Though the federal government remains closed for a second day, spending across multiple agencies has continued, including funding for shark bait and "What to Expect When You’re Expecting" books.
Most "nonessential" programs and services have been suspended since the House and Senate failed to agree on continuing resolution to fund the government on Monday. The government officially shut down at 12:01 a.m. Tuesday, when the fiscal year ended.
The Antideficiency Act orders government agencies to cease operations in the event of a shutdown, except in certain emergency situations or when law authorizes continued activity, according to the Congressional Research Service.

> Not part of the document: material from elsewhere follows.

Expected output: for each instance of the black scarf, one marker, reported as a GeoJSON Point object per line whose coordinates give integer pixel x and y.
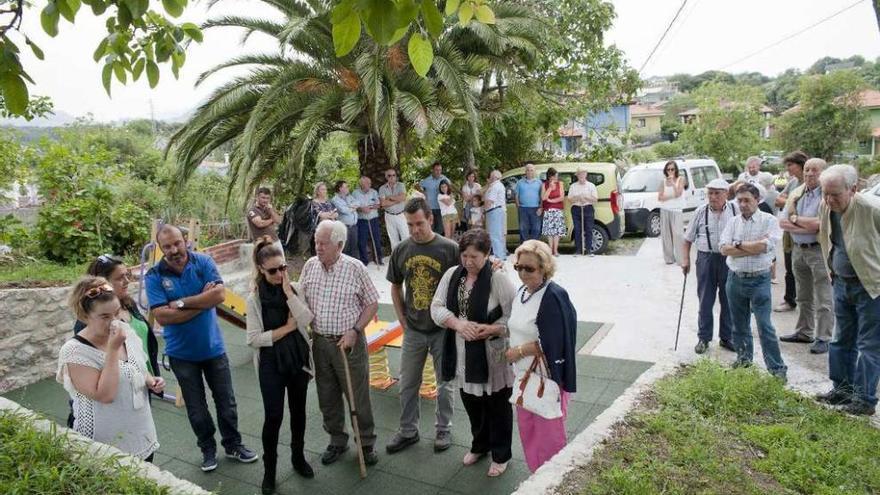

However, spending that is "authorized by law" carries a broad category of exemptions. One such exemption is contract authority, and many contracts have been issued during the shutdown.

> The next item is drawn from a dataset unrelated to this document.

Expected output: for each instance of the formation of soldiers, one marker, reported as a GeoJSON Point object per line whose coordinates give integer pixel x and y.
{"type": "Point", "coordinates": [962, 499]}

For example, the Department of Commerce posted an award for $21,600 worth of shark bait for the National Oceanic and Atmospheric Administration (NOAA) on Oct. 1.

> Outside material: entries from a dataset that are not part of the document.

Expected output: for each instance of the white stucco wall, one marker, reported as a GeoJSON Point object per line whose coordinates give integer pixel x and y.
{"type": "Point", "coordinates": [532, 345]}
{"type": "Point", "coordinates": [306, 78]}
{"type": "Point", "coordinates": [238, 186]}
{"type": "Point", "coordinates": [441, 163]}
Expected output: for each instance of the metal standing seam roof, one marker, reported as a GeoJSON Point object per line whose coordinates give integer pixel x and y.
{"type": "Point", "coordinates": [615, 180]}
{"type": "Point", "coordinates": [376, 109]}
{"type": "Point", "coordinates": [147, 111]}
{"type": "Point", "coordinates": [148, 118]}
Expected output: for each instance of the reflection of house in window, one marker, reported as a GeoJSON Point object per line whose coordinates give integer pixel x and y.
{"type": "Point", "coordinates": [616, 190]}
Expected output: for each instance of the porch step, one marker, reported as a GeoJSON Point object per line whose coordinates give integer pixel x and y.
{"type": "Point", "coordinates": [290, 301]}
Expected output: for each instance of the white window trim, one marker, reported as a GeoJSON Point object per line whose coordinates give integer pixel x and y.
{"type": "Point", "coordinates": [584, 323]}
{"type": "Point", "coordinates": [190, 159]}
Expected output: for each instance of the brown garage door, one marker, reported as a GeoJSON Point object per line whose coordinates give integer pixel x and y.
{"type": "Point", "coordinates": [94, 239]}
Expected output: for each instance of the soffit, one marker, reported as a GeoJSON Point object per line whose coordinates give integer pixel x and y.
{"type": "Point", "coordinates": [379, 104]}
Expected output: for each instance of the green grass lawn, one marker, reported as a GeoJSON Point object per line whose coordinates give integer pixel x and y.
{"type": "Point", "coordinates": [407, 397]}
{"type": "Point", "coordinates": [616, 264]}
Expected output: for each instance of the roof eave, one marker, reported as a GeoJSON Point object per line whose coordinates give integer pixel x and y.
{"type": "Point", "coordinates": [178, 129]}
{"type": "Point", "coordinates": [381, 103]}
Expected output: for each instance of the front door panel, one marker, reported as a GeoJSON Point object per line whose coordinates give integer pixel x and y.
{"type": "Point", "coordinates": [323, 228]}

Nine thousand pounds of "spiny dogfish" was ordered in preparation for a Large Coastal Shark Survey in the spring 2014.
On Oct. 2, the Army placed an $11,835 order for books in the "What to Expect" series by Heidi Murkoff, to be used at Fort Bragg, N.C.
Five hundred copies each of "What to Expect When You're Expecting," "What to Expect the First Year," and "What to Expect the Second Year" were purchased.
The Department of Labor spent $26,451 on uniforms for a youth job center in Missouri on the first day of the shut down. The "coffee bean" colored uniform polo shirts, and Dickies tan pants are for the St. Louis Job Corps Center, which gives academic training to disadvantaged youth aged 16 to 24.
Swimming pool maintenance at the United States Air Force Academy was authorized during the shutdown, at a cost of $108,000.
The Air Force also spent $41,193.48 for DirectTV on Oct. 1 for the March Air Reserve Base in California.